Ontario’s Fall 2016 Economic Statement announced that government’s intention to introduce a new financial services regulator which will be known by the acronym FSRA (Financial Services Regulatory Authority). The FSRA announcement came shortly after the release of the Final Report, of the Ontario Expert Advisory Panel mandated to examine the Financial Services Commission, Financial Services Tribunal and Deposit Insurance Corporation.

The March 31, 2016, cover letter that accompanied the Panel’s Final Report stated that its recommendations for a ‘world-class regulatory system’ were prepared with “both the present and future in mind, and in light of industry and regulatory trends here and around the world.” It also recognized the rapid pace of change in the financial and pension sectors and concluded that the agencies under review had to be modernized and sufficiently independent, flexible, innovative and expert to facilitate the changes in governance, structure and accountability necessary to achieve the desired result.

Panel recommendations of particular relevance to the pension industry include:

  • FSRA should operate as an integrated financial services regulator with responsibility for, among other things, consumer protection (referred to as ‘market conduct’), prudential oversight and pension plans;
  • FSRA should be directed to protect beneficiaries while promoting a strong sustainable pension system that would operate in an efficient and fair manner, balancing the interests of all parties;
  • FSRA’s mandate should require it to use its authority to adequately, firmly and consistently discourage fraudulent activities or behaviours that mislead or harm consumers and pension plan beneficiaries;
  • FSRA’s mandate should require that it undertake its activities in a proactive manner;
  • to remain relevant and flexible, FSRA’s mandate should include a commitment to innovation and transparency – to stay abreast of those issues that could compromise its ability to satisfy its mandate;
  • the existing Financial Services Tribunal, which is housed within the current Financial Services Commission and, therefore, subject to potential conflicts, should be established as an independent tribunal with its own budget funded by government; and
  • the Financial Services Tribunal should have authority to adjudicate matters clearly articulated in its enabling statute, including appeals from certain decisions of FSRA.

Bill 70, Building Ontario Up for Everyone Act (Budget Measures), 2016, was introduced by the Ontario government on November 16, 2016, and passed ‘First Reading’ in the Legislative Assembly.
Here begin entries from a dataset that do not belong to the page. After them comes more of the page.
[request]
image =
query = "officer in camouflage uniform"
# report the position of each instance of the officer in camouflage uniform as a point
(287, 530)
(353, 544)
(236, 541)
Among other things, this omnibus legislation would:

  • enact legislation establishing FSRA, replacing both the Financial Services Commission and Deposit Insurance Corporation; and
  • amend the Pension Benefits Act (Ontario) (PBA) to provide the Superintendent of Pensions with authority to impose significant administrative penalties for contravening or failing to comply with the PBA.
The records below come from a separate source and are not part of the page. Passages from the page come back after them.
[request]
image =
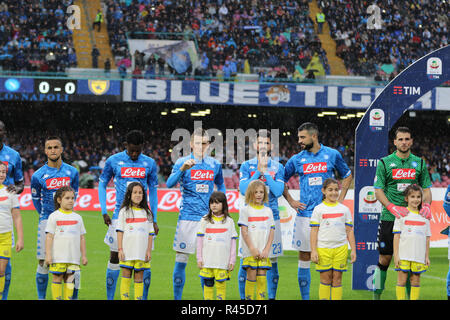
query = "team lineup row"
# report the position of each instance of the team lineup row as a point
(322, 231)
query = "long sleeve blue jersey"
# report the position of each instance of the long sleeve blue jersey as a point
(273, 178)
(124, 170)
(196, 185)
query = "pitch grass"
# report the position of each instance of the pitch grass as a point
(24, 263)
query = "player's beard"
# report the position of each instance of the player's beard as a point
(307, 146)
(55, 159)
(407, 150)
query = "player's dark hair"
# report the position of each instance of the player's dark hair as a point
(402, 130)
(326, 183)
(135, 137)
(52, 138)
(59, 194)
(265, 133)
(218, 197)
(410, 189)
(126, 203)
(310, 127)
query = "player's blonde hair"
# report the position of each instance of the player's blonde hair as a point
(413, 188)
(59, 194)
(251, 189)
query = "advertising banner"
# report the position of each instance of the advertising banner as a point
(169, 200)
(60, 90)
(371, 144)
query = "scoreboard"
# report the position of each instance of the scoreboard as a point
(60, 90)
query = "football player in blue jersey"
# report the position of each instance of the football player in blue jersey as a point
(125, 167)
(314, 164)
(53, 175)
(197, 174)
(271, 172)
(14, 183)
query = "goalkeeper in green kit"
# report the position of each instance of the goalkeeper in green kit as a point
(394, 173)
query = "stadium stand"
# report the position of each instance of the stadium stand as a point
(410, 29)
(274, 38)
(34, 36)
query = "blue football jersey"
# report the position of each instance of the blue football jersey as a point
(273, 178)
(11, 158)
(447, 201)
(313, 169)
(44, 183)
(124, 170)
(196, 184)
It is too soon to tell whether all aspects of the Panel’s recommendations will be implemented by the Ontario government. The proposed legislation is bare bones and creates only the framework for the FSRA. It does not set a clear mandate other than the fact that FSRA will regulate specific financial sectors of the Ontario economy.

On the other hand, proposed changes to the PBA clearly demonstrate a new regime involving administrative penalties – a hallmark of modern regulatory systems, providing the muscle to enforce compliance. If adopted, the amendments will enable the Superintendent to quickly impose meaningful administrative penalties (up to $25K for corporations and $10K for individuals) to ensure compliance with legislative requirements, orders and undertakings. As an added jolt, administrative penalties may not be paid from the pension fund of an offending administrator.

While there is a right to a hearing if an administrative penalty is proposed by the Superintendent, the process is swifter and more appropriate than current regulatory measures that require Crown prosecution under the Provincial Offences Act (Ontario). The difference between an administrative penalty and offences prosecution can be likened to the difference between a speeding ticket and a drunk-driving charge. Both involve motor vehicles, but in the former case you can pay your fine and drive away, while in the latter you’re obliged to spend time in court and will likely want a lawyer.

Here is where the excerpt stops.